« L’alimentation est un lieu privilégié de l’expression de cette forme de malaise social qu’on a appelé la défiance. C’est une forme de fuite en même temps que de contestation. Elle cherche, par l’expérimentation, à modifier le monde dans lequel l’individu est », explique Emmanuelle Lefranc, doctorante en sociologie qui a étudié plusieurs personnes en conflit avec leur environnement du fait de leurs choix alimentaires. « Le principe de la défiance c’est que plus on essaye de la rassurer, plus elle fuit et devient radicale. Toutefois, du fait du but même poursuivi par l’individu, il y a des points de réconciliation, que certains industriels malins ont bien cerné d’ailleurs, en mettant en avant par exemple l’approvisionnement local, la qualité des aliments (bio, labels, etc.) », analyse la sociologue.

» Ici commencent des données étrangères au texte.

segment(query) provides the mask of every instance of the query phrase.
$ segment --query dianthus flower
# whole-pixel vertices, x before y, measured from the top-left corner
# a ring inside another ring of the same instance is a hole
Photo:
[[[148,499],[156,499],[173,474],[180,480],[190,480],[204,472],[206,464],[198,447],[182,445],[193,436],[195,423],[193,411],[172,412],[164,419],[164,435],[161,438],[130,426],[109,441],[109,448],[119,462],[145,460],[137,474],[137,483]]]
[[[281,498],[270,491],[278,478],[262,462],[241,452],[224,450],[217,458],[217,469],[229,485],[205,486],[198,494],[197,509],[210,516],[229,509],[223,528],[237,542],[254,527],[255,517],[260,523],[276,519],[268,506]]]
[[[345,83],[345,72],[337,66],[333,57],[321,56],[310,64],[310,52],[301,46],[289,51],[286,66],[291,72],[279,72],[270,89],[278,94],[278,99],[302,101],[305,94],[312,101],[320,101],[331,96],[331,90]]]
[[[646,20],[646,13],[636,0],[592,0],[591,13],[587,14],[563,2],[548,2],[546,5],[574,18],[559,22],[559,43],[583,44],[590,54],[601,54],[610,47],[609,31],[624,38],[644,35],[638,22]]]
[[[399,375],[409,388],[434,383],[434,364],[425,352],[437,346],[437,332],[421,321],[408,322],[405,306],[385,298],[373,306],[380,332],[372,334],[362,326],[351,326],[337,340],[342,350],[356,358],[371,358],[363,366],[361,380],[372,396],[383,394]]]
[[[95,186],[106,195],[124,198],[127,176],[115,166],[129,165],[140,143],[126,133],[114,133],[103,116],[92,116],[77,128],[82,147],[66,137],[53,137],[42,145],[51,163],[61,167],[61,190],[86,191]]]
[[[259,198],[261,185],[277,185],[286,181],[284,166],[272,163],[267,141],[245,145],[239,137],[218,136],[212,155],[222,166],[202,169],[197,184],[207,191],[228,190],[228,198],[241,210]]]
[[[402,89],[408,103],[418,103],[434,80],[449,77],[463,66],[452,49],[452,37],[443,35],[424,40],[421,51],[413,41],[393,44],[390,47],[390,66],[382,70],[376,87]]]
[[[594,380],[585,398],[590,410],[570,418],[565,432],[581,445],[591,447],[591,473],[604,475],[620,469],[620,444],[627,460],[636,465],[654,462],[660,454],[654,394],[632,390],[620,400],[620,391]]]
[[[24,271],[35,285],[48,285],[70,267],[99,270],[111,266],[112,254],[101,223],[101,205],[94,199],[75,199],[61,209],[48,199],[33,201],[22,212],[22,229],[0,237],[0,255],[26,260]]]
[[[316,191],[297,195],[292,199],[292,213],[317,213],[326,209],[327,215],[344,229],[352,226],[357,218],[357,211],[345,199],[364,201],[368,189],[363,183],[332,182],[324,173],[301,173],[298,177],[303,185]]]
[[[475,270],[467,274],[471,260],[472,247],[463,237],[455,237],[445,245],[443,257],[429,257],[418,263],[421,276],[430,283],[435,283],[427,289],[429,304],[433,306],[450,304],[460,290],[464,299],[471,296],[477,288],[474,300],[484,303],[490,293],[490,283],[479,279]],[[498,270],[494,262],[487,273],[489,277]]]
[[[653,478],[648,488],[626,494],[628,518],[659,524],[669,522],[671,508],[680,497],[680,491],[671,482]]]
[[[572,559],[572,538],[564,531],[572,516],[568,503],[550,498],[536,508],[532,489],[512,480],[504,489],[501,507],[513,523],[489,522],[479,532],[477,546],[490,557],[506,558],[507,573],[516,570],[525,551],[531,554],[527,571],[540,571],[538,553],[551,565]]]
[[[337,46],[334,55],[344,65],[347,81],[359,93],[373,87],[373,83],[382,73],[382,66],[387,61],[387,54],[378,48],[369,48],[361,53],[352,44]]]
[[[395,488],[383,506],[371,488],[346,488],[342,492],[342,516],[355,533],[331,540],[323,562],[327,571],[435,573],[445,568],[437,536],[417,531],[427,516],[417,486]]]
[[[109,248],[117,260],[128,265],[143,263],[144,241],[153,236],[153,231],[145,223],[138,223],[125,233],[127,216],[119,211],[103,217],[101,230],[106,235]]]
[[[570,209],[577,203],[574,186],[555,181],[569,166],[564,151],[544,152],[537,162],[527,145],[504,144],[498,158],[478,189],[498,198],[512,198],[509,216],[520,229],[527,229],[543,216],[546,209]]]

L’histoire du « tract de Villejuif » est exemplaire. Apparu en 1971, il en existe de multiples variantes. Sous l’en-tête de l’hôpital de Villejuif, il présente une liste d’additifs alimentaires, dont certains seraient autorisés mais toxiques et/ou cancérigènes. Le document et ses données ont été démentis mais il continue à circuler et faire référence jusqu’à nos jours (dernière apparition le 11 février 2020 sur France 5). Il a été affiché dans des cabinets médicaux, des livres, des écoles, des journaux et même dans un manuel scolaire de primaire. Une étude de Jean-Noël Kapferer a monté que, 3 ans après son apparition, la moitié des mères de famille l’avaient lu. Et, surprise, ce sont les plus informés – parmi lesquels un certain nombre de médecins − qui sont les plus remontés et portent le plus la fausse croyance !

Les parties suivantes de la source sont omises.